Впрочем, я не жалуюсь.

Трусливое воображение не только доводит до обмороков и обмоченных штанов. Оно еще помогает сочинять книги. Выпученные от страха глаза, поверьте, видят больше, чем взгляд героя или храбреца, и жизнь кажется много интересней. Достойной романа. Или хотя бы рассказа.
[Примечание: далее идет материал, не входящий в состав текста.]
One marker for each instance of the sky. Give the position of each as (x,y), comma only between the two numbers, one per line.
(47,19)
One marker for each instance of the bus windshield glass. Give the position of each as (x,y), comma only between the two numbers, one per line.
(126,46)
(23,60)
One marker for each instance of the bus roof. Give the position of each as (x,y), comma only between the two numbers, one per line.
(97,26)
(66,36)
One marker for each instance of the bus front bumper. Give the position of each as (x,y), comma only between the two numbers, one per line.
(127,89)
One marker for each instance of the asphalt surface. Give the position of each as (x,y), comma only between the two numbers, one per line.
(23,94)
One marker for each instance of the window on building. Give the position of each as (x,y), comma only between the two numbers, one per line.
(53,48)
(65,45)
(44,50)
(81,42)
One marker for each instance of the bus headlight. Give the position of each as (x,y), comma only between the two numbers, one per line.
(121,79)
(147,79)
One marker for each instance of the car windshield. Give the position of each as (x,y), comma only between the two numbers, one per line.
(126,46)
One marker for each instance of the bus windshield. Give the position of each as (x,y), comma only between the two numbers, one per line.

Вспомните Луи-Фердинанда Селина, его роман «Путешествие на край ночи». Ведь эта книга, если на то пошло, настоящий гимн, пропетый одновременно и трусости и воображению!


Лет десять назад мы с Люсей случайно оказались в одном питерском вузе на вручении литературной премии. Награждали двух наших местных писателей и московского философа. В небольшом зале сидели гости и приглашенные. Было душно.

Члены жюри один за другим выходили к кафедре и обстоятельно докладывали о заслугах лауреатов. Те в ответ брали слово, вдумчиво благодарили и делились дальнейшим. Публика слушала, обратив иссушенные духотой лица к выступавшим.

Шел уже второй час награждения, когда объявили последнего лауреата. Представлять его вышел переводчик Лисицкий, тощий мужчина в очках с умными глазами и длинными седыми волосами, убранными назад в хвост. Он занял место за кафедрой и только принялся увлеченно говорить, как в зал ввалились трое опоздавших. Сесть они почему-то не пожелали и остались стоять возле массивной дубовой двери, переминаясь и оглядывая зал.

Одного из них, Славу Бургункера, я раньше уже видел на каких-то литературных мероприятиях. Он был сильно пьян и сразу же всем своим грузным туловищем привалился к дверному косяку. Грязная тельняшка неопрятно обтягивала выпиравший живот. Бургункер пьяно жмурился и все время растирал лицо огромной лапой как большой невыспавшийся кот, который только что проснулся и принялся лениво умываться.

Двух его друзей мне прежде видеть не приходилось. Один, что помоложе, смотрелся устрашающе: худой верзила с наголо выбритым черепом. Он исподлобья обшаривал тяжелыми пьяными глазами зал, словно решал, кому бы тут начистить харю, и сутуло раскачивался над своим приятелем. Тот был пониже ростом, постарше и выглядел из всей этой троицы самым пьяным и агрессивным, несмотря на ухоженную бородку и очки. Иногда он мутно вглядывался в лица своих друзей, будто силился понять, они ли это еще перед ним или к нему уже подошли какие-то другие люди.

Все трое, немного помолчав, принялись разговаривать. Сначала тихо, вполголоса, но потом все громче и громче. Из зала на них стали оборачиваться.